Justiça garante a cobrador de ônibus direito de não se incriminar
A Terceira Turma do Tribunal Superior do Trabalho reconheceu o direito
ao silêncio de um trabalhador que não queria se incriminar numa conduta
irregular e manteve decisão de segunda instância que o absolveu da
litigância de má-fé. Cobrador de ônibus, ele recusou-se a se reconhecer
num vídeo em que aparece deixando passageiros a pular a catraca.
O Tribunal Regional do Trabalho de Pernambuco (6ª Região) manteve a
justa causa na demissão do trabalhador, porém absolveu-o da litigância
de má-fé e de todas penalidades decorrentes dessa condenação: pagamento
de custas judiciais, honorários de advogados e de perícia (R$ 300,00).
O TRT-PE ainda condenou o empregador, Expresso Vera Cruz Ltda, do
Recife, a pagar horas extras ao empregado de vinte minutos ao dia.
A empresa alegou que a recusa do empregado demitido provocou
constrangimento à juíza de primeiro grau e representou mais um ônus ao
Estado devido à realização de perícia pela Polícia Federal.
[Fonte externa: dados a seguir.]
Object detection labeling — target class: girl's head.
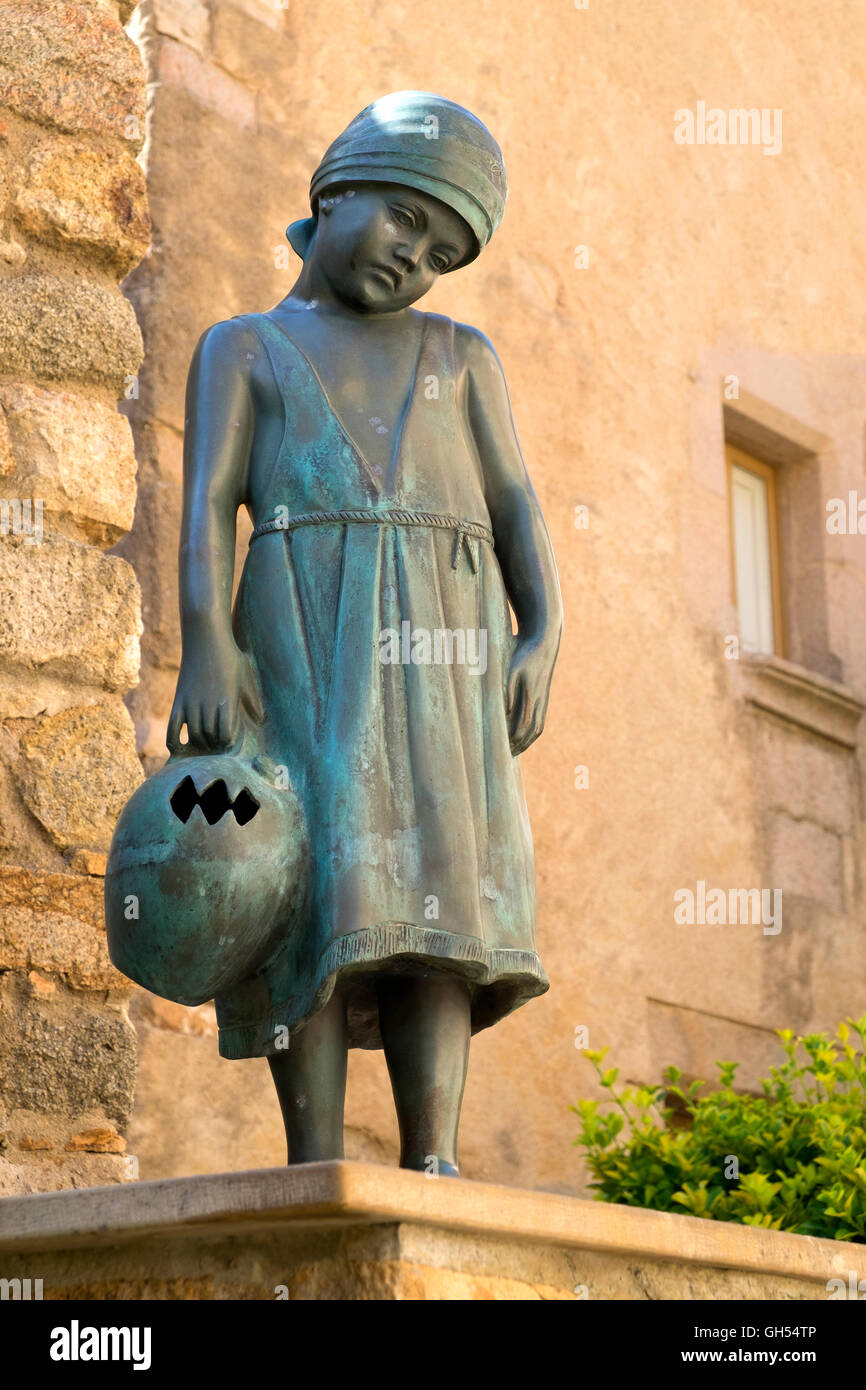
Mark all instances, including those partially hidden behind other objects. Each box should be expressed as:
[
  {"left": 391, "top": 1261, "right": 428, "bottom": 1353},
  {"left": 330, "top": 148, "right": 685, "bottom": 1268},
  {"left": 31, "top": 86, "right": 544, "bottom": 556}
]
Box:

"O dever de expor os fatos em juízo conforme a verdade, previsto no
artigo 14 do Código de Processo Civil, não obriga o trabalhador, ao
depor, a reconhecer ser ele a pessoa que aparece em tela de vídeo, em
gravação feita pelo empregador, cometendo suposto ato de improbidade",
disse o relator do recurso da empresa no TST, o juiz convocado Ricardo
Machado.
Machado afirmou que o caso deve ser interpretado pelo princípio
constitucional que assegura o "privilégio contra a auto-incriminação",
"aplicável não apenas no sistema jurídico e administrativo de repressão
criminal, mas em quaisquer órgãos dos poderes Executivo, Judiciário ou
Legislativo".
O relator citou jurisprudência do Supremo Tribunal Federal, firmada
a partir da interpretação do direito ao silêncio, previsto no artigo
5º, inciso LXIII da Constituição. Na decisão que firmou essa
jurisprudência o relator, ministro Sepúlveda Pertence, diz que "a
garantia contra a auto-incriminação se estende a qualquer indagação por
autoridade pública de cuja resposta possa advir a imputação ao
declarante da prática de crime, ainda que em procedimento e foros
diversos".
Machado citou uma outra decisão do Supremo, em que o ministro Celso
de Mello afirma que "o privilégio contra a auto-incriminação, que é
plenamente invocável perante as Comissões Parlamentares de Inquérito,
traduz direito público subjetivo assegurado a qualquer pessoa que, na
condição de testemunha, de indiciado ou de réu, deva prestar depoimento
perante orgãos do Poder Legislativo, do Poder Executivo ou do Poder
Judiciário".
O registro de imagem do cobrador permitindo passageiros a pular a
catraca foi feito pela Empresa Metropolitana de Transportes do Recife
após verificar evasão de receitas. A empresa intensificou a
fiscalização nos ônibus, inclusive com a colocação de microcâmeras
dentro dos ônibus. Segundo a empresa, o cobrador já havia sido
advertido em outras ocasiões por permitir que passageiros entrassem
pela porta dianteira do ônibus para embolsar a tarifa.